We disagree with the mother's contention that the evidence
failed to establish a nexus between her mental health issues and
her ability to parent. The mother's mental health is "relevant
only to the extent that it affects the parent['s] capacity to
assume parental responsibility, and ability to deal with a
child's special needs." Adoption of Frederick, 405 Mass. 1, 9
9 (1989). Here, the mother's fitness did not turn on the mother's
particular diagnoses; rather multiple commitments to psychiatric
facilities rendered her unavailable to care for the child. See
Adoption of Serge, 52 Mass. App. Ct. 1, 8 (2001) (mother unfit
where she was physically unavailable to serve as child's
caretaker for substantial periods of child's life). Because the
mother's psychiatric hospitalizations rendered her unavailable
to care for her child, the evidence established the requisite
nexus.
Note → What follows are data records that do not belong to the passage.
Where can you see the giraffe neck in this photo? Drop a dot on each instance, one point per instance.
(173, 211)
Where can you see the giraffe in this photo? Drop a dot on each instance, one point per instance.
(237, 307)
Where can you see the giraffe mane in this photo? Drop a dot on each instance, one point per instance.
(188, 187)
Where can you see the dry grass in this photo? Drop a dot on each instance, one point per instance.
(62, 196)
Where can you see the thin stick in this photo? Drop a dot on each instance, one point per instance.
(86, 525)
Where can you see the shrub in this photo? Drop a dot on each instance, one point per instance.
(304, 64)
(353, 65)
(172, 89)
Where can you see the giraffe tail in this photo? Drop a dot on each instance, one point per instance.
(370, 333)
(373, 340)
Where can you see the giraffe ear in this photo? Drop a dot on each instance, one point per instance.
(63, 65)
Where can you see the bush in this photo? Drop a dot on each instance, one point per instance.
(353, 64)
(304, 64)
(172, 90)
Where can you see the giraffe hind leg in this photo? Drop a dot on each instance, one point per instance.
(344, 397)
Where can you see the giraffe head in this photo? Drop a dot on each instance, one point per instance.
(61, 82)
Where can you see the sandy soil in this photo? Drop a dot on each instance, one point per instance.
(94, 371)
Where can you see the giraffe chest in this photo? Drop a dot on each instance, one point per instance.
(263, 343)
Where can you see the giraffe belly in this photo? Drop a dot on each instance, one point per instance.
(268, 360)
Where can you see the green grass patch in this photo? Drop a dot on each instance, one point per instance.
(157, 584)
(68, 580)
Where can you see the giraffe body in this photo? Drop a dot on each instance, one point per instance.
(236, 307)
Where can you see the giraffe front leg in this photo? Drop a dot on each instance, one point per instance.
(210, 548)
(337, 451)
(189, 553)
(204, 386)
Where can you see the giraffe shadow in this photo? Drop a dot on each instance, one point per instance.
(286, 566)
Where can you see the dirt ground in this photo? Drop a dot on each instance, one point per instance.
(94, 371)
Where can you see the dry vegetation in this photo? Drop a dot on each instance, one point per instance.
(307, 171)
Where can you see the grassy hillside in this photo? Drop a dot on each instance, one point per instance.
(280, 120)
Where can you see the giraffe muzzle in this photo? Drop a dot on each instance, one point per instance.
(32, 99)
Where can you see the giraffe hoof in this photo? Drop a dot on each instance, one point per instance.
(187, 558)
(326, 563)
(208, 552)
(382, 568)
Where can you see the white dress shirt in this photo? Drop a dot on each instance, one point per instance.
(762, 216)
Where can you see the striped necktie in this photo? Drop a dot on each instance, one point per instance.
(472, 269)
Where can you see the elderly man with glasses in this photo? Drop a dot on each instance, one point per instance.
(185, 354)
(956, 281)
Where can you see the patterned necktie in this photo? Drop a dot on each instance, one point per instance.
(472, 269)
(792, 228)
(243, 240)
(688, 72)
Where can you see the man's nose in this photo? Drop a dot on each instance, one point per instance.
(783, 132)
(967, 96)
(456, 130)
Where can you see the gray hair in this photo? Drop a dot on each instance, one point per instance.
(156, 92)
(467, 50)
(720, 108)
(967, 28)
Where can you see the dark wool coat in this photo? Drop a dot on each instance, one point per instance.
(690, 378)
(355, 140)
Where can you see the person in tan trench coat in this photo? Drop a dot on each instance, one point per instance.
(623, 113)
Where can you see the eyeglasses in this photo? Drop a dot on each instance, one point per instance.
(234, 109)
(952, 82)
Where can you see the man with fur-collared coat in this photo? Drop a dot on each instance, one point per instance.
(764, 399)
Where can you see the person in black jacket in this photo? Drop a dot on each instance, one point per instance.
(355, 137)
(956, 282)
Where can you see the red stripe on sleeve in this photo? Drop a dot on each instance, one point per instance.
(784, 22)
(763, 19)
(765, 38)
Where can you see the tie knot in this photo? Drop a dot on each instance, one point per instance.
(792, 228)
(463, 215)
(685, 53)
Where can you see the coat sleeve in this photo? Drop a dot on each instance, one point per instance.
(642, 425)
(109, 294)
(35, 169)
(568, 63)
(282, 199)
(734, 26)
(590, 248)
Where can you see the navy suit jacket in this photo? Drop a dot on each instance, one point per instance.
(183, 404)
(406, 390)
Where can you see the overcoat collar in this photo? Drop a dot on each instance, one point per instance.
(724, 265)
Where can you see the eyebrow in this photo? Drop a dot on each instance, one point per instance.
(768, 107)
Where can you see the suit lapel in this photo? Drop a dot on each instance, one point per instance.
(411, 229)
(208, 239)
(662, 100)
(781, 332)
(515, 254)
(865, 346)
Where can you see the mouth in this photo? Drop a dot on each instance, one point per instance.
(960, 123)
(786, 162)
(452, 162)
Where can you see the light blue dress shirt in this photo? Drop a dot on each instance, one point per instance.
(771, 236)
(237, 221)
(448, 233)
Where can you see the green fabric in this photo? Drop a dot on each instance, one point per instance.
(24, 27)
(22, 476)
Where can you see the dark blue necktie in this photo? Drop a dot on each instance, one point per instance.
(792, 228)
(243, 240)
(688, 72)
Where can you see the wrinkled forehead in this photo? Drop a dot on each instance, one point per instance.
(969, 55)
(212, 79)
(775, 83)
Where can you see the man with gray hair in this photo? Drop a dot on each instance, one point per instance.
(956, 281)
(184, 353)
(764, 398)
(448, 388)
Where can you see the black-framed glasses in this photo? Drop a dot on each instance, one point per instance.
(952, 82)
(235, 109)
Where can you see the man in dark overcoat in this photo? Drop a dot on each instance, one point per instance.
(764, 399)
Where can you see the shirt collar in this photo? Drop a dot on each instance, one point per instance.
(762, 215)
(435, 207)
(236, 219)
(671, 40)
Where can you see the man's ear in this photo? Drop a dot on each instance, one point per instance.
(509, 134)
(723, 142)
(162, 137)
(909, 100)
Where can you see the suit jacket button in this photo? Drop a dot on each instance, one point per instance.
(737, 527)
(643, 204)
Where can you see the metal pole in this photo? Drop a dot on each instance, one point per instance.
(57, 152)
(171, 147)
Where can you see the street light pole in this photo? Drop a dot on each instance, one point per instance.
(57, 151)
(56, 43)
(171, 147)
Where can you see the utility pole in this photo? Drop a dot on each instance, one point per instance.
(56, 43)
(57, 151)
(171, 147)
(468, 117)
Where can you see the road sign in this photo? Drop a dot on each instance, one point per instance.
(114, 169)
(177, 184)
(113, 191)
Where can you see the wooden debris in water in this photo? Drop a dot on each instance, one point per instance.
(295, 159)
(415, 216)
See Adoption of Frederick, supra.
Finally, the record does not support the mother's claim
that the judge erroneously found she had been diagnosed with
anxiety and PTSD. Our review of the record indicates that a
report of the court investigator noted the mother had been
"diagnosed with PTSD, depression, anxiety, and bipolar
disorder." This notation is sufficient evidence to support the
judge's finding that the mother was diagnosed with anxiety and
PTSD. Even if the judge erred, which we do not conclude, "there
was no resulting prejudice." Adoption of Luc, 484 Mass. at 148.
As previously discussed, the record shows the mother suffered
10 from several other psychiatric conditions that rendered her
unable to care for the child. Thus, there was no error and no
prejudice.
Judgment affirmed.
By the Court (Desmond, Grant & Hodgens, JJ.2),
Clerk
Entered: March 25, 2025.
2 The panelists are listed in order of seniority.